Quand je parle de rupture pour un nouveau départ, il ne s'agit pas seulement de la douane. Jetons un petit regard sur les missions / sorties qu'effectuent nos hauts cadres et fonctionnaires de la République à l'intérieur du pays. Il y en a qui aménagent spécialement des véhicules pour le transport des cadeaux (bovins, ovins, caprins, volaille...). Lors des fêtes ou des grandes célébrations, ce sont les donateurs eux même qui transportent ces cadeaux aux domiciles de ses hauts cadres de la République. Combien de nos hauts représentants se sont constitué des parcs ou des enclos grâce à ces 'cadeaux' ? Pour une inauguration d'école, de barrages, pose de première pierre ..., on appauvrit davantage nos populations. Cela finit par s'apparenter à des rackets qui ne disent pas leur nom, avec la bénédiction des populations elles-mêmes qui ont fini par se faire la religion que c'est ce qu'elles doivent faire, si elles veulent espérer faire partie des heureux élus pour des projets à venir. Est-ce vraiment différent de nos honorables représentants nationaux qui s'assuraient d'abord qu'ils ont bien arrangé leurs émoluments (en multipliant par n leur salaire de fonctionnaire) - sans compter bien d'autres avantages - avant de penser aux à consentir l'impôt, au vote des lois et au contrôle de l'action gouvernementale ? Qui est fou ? Ne dit-on pas que l'apiculteur s'assure d'abord une position d'équilibre sur l'arbre avant de poser sa ruche ? Il fut un temps au Burkina Faso où ces genres de pratiques étaient impensables.

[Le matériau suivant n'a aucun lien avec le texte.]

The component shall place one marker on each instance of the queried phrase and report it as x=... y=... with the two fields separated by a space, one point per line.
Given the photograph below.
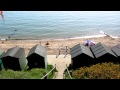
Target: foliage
x=35 y=73
x=98 y=71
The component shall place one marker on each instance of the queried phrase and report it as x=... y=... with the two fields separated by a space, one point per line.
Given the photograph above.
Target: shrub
x=98 y=71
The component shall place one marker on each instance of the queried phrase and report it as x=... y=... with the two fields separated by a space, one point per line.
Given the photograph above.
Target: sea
x=59 y=24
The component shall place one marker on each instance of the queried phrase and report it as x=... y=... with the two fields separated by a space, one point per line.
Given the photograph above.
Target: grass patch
x=36 y=73
x=98 y=71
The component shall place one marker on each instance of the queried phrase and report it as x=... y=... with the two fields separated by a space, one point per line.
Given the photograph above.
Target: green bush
x=98 y=71
x=36 y=73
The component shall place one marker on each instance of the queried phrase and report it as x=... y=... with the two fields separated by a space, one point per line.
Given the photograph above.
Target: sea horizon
x=59 y=24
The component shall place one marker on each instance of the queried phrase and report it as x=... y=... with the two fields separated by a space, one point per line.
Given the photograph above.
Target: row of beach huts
x=15 y=58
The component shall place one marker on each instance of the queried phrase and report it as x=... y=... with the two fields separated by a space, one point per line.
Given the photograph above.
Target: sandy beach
x=54 y=45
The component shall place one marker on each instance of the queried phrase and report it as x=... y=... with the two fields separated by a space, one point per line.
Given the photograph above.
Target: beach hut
x=81 y=56
x=103 y=54
x=116 y=51
x=37 y=57
x=1 y=63
x=14 y=59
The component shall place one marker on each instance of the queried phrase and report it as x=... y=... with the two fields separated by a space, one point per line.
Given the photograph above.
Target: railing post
x=45 y=76
x=71 y=73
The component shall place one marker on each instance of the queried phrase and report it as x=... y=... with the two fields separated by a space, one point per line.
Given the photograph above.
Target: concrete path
x=60 y=62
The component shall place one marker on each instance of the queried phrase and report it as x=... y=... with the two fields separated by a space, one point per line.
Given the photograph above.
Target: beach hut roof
x=79 y=49
x=14 y=52
x=38 y=49
x=101 y=49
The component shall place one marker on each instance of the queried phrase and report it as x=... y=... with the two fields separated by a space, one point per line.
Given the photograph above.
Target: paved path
x=60 y=62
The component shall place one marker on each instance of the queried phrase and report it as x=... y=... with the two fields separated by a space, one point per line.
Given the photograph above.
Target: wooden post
x=71 y=73
x=45 y=74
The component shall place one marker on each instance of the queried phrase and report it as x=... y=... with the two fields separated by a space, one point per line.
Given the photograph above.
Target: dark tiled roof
x=14 y=52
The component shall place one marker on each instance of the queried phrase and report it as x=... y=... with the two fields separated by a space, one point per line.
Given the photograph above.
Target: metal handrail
x=69 y=73
x=48 y=72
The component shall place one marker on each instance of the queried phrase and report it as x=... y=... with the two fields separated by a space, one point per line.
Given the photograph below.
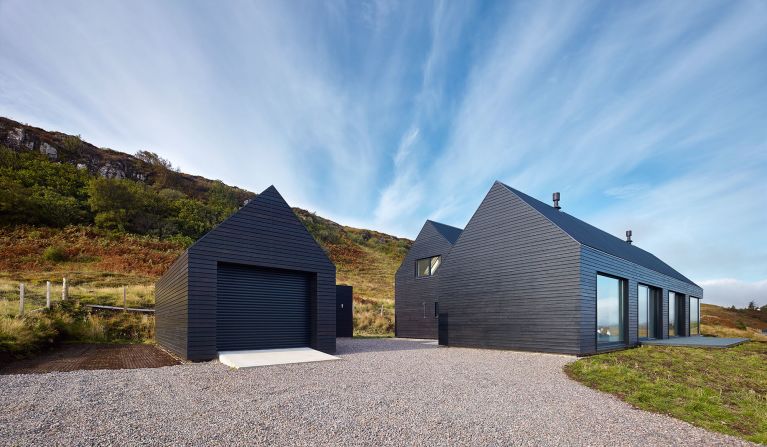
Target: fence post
x=21 y=299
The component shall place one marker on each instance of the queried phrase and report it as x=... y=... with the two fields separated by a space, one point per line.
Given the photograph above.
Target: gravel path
x=383 y=392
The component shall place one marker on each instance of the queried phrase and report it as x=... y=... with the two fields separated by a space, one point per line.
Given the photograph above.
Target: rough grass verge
x=69 y=321
x=722 y=390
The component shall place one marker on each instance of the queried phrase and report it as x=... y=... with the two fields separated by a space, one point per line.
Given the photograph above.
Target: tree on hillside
x=164 y=175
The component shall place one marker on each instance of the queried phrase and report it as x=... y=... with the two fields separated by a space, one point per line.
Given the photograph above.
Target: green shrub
x=55 y=254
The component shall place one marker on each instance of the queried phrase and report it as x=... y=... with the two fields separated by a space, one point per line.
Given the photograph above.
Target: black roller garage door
x=261 y=308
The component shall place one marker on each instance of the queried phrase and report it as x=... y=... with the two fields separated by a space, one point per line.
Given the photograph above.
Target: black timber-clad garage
x=258 y=280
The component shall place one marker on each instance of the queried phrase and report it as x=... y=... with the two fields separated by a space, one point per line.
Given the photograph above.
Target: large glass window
x=648 y=311
x=427 y=266
x=673 y=319
x=694 y=316
x=644 y=312
x=611 y=305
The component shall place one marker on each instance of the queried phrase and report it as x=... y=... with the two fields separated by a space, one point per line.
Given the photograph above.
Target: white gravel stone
x=382 y=392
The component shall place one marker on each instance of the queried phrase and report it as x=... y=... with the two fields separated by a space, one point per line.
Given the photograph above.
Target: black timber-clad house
x=416 y=303
x=258 y=280
x=524 y=275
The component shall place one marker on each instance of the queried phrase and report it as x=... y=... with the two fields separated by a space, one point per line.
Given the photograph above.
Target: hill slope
x=106 y=219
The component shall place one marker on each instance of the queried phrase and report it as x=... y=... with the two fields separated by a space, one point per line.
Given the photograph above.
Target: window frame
x=624 y=315
x=656 y=296
x=432 y=270
x=678 y=314
x=689 y=322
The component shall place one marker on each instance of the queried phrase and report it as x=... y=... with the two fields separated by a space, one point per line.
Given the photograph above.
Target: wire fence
x=26 y=297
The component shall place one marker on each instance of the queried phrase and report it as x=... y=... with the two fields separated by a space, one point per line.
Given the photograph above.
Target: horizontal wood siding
x=171 y=294
x=264 y=233
x=512 y=280
x=594 y=261
x=414 y=297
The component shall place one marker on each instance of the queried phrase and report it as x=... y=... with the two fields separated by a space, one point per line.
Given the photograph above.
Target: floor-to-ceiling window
x=675 y=311
x=694 y=316
x=648 y=311
x=671 y=314
x=611 y=305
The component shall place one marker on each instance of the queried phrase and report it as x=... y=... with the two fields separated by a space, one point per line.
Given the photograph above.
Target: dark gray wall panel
x=171 y=307
x=594 y=261
x=344 y=311
x=414 y=297
x=512 y=280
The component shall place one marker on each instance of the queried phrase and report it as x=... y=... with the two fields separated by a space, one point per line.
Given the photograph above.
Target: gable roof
x=593 y=237
x=448 y=232
x=266 y=220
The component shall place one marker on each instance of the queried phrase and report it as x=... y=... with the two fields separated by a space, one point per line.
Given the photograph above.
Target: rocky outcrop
x=103 y=162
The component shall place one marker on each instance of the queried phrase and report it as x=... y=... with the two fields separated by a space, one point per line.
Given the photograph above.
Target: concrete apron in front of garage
x=265 y=357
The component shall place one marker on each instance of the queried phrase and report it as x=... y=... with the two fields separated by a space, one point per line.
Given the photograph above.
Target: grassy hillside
x=105 y=220
x=727 y=322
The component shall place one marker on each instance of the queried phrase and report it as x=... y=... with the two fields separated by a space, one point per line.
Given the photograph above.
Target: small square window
x=427 y=266
x=423 y=267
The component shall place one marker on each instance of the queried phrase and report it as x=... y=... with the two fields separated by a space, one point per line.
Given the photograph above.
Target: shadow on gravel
x=362 y=345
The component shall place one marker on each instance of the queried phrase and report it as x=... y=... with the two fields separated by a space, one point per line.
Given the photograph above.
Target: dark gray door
x=261 y=308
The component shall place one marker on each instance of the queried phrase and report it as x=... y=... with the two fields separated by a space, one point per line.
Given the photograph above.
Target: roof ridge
x=629 y=249
x=449 y=232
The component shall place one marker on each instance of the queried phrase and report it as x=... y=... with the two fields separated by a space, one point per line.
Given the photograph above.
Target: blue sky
x=644 y=115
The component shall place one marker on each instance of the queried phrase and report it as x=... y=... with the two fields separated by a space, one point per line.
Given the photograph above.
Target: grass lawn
x=723 y=390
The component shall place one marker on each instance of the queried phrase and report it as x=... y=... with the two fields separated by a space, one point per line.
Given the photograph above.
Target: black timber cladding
x=593 y=262
x=344 y=311
x=414 y=297
x=515 y=279
x=266 y=234
x=512 y=280
x=592 y=236
x=171 y=307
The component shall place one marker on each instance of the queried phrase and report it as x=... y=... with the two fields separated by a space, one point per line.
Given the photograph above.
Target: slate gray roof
x=448 y=232
x=594 y=237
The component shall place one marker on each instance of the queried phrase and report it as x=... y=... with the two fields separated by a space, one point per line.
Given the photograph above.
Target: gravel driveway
x=383 y=392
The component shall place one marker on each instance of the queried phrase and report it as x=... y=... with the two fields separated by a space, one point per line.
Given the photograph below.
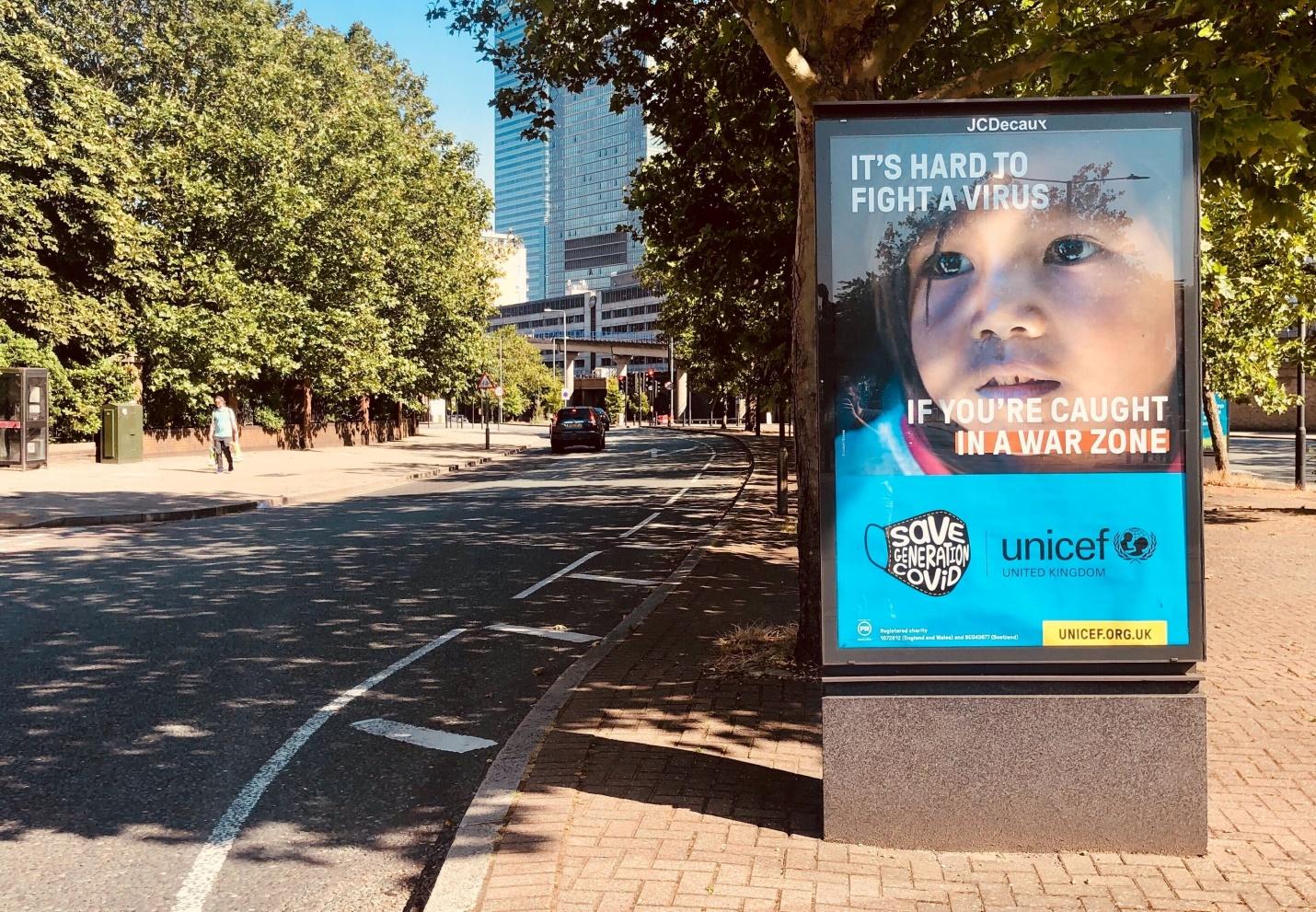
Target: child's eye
x=1071 y=248
x=948 y=265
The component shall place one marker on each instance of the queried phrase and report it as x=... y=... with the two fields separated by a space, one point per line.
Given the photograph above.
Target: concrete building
x=511 y=251
x=621 y=314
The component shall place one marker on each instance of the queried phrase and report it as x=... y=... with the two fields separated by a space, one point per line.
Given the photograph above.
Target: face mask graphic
x=928 y=551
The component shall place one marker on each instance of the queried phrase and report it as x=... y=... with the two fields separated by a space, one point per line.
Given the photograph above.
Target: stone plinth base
x=1123 y=773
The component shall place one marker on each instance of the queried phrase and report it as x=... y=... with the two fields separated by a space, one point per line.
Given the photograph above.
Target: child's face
x=1043 y=305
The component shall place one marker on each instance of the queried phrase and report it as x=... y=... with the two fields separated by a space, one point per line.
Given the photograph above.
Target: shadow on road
x=153 y=669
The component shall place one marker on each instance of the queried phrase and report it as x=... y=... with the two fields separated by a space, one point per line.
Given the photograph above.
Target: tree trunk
x=364 y=413
x=808 y=646
x=1218 y=443
x=306 y=415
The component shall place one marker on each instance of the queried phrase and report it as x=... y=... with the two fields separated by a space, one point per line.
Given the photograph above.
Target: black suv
x=577 y=425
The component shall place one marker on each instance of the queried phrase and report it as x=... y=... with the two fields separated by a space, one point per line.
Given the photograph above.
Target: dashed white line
x=542 y=632
x=557 y=575
x=600 y=578
x=432 y=738
x=641 y=525
x=205 y=869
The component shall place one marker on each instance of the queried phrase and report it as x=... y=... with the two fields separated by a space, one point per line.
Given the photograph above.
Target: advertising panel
x=1009 y=349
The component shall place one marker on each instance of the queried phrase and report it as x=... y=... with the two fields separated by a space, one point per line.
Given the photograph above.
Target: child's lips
x=1016 y=386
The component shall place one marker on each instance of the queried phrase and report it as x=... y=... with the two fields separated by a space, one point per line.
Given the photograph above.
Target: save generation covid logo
x=930 y=551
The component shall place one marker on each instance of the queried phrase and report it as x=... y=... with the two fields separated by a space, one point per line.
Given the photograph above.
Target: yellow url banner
x=1104 y=633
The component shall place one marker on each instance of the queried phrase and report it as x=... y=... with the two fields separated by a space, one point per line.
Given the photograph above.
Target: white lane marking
x=422 y=737
x=542 y=632
x=642 y=524
x=205 y=869
x=559 y=574
x=628 y=581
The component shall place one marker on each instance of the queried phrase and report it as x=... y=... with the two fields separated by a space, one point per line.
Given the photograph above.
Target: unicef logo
x=1135 y=544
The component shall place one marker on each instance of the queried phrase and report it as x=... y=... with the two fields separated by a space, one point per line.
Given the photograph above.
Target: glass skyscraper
x=565 y=198
x=521 y=184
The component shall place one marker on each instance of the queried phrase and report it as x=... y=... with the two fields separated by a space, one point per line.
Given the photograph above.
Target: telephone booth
x=24 y=416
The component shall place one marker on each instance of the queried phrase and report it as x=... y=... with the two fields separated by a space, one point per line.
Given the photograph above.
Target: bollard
x=782 y=505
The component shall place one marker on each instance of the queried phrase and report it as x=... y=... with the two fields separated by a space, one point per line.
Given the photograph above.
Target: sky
x=459 y=83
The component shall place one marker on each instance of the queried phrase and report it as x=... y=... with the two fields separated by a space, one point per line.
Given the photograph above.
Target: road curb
x=248 y=505
x=461 y=878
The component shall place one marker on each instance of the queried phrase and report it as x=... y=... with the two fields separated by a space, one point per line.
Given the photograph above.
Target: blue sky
x=459 y=83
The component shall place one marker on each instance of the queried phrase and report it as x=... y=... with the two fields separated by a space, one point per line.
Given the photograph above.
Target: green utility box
x=121 y=433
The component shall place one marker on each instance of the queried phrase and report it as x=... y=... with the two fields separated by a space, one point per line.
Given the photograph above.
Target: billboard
x=1010 y=382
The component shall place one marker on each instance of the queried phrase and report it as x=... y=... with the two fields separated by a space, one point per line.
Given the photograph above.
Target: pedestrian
x=224 y=433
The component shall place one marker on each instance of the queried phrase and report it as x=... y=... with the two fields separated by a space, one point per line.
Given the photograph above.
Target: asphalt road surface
x=214 y=715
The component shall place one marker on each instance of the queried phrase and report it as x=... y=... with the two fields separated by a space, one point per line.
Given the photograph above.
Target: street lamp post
x=551 y=309
x=1300 y=461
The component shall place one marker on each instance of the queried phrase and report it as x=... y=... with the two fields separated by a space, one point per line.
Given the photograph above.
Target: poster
x=1009 y=348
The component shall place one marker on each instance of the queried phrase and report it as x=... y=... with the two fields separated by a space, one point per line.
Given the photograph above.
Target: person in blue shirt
x=224 y=432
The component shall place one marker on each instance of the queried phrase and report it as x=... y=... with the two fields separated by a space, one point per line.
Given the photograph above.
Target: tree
x=721 y=248
x=236 y=201
x=526 y=382
x=615 y=400
x=640 y=404
x=69 y=245
x=1255 y=283
x=1249 y=62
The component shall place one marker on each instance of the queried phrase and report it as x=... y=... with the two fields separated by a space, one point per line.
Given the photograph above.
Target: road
x=1269 y=456
x=195 y=713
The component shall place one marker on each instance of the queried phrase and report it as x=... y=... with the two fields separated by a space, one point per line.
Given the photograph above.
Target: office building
x=565 y=198
x=521 y=184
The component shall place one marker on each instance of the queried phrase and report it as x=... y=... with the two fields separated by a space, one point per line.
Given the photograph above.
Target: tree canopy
x=225 y=196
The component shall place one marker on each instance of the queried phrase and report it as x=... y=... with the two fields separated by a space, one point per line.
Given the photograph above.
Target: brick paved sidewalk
x=664 y=789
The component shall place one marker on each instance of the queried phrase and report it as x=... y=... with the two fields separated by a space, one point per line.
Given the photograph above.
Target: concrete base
x=1124 y=773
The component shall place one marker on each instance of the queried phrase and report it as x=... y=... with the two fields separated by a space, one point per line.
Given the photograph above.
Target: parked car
x=577 y=425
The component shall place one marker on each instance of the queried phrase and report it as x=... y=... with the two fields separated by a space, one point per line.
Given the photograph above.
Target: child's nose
x=1007 y=306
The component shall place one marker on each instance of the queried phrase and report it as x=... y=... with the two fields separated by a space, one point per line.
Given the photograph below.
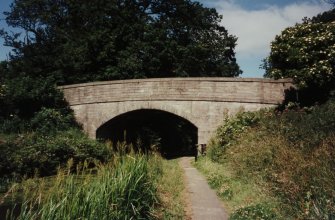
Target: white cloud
x=255 y=29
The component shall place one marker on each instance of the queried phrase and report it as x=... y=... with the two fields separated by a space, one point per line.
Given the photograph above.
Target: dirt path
x=203 y=200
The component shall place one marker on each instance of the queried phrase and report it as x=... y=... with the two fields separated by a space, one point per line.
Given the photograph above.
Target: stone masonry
x=202 y=101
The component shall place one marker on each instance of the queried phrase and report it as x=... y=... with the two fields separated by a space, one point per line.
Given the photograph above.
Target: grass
x=121 y=189
x=131 y=186
x=235 y=192
x=171 y=190
x=275 y=165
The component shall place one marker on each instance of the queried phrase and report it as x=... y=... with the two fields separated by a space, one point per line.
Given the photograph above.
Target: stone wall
x=202 y=101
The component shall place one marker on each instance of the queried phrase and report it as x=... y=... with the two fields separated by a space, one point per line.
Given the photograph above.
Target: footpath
x=204 y=202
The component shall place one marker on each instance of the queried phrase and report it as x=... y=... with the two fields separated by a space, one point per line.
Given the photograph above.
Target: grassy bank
x=275 y=165
x=131 y=186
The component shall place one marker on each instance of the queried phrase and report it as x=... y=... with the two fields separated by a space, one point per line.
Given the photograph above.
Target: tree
x=79 y=41
x=306 y=53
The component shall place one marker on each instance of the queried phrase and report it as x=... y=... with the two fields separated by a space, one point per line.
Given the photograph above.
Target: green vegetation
x=71 y=41
x=278 y=164
x=171 y=188
x=128 y=186
x=305 y=53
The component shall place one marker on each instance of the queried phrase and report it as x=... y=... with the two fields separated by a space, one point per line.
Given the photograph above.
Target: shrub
x=293 y=152
x=121 y=189
x=228 y=133
x=33 y=152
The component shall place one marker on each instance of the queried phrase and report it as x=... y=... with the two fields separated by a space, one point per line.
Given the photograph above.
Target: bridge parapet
x=202 y=101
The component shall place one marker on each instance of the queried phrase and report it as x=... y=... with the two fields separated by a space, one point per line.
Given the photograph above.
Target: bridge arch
x=201 y=101
x=172 y=135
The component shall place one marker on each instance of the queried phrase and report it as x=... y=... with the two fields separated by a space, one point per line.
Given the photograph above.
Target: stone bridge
x=201 y=101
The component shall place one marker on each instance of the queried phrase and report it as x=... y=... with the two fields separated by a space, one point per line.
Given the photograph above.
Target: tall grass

Il faut y mettre fin une bonne fois pour toute.

Nous somme dans une République et chacun de nous constitue un maillon de la chaine qui fait exister la Nation, et chacun joue sa partition pour que le pays avance. Si des catégories de citoyens doivent avoir un traitement préférentiel à travers des avantages indus, les déshérités se sentiront bien le droit de réclamer leur part du gâteau à travers des mouvements et manifestations diverses car, « autant je ne suis rien sans l'autre, autant l'autre n'est rien sans moi ». Que diront alors les enseignants grâce à qui chacun est ce qu'il est devenu ? Et les agents de santé qui ont à charge d'assurer notre santé afin qu'on puisse penser à engranger des 'acquis' ? Et le paysan par qui notre pitance quotidienne est assurée. Et... ?

Si ce procès pouvait servir à poser les bases d'une société plus juste pour l'avenir, on aura gagné quelque chose. Autrement, de pareilles pratiques finissent par s'apparenter ce que certains qualifient de complot des intellectuels sinon des diplômés africains contre leurs peuples.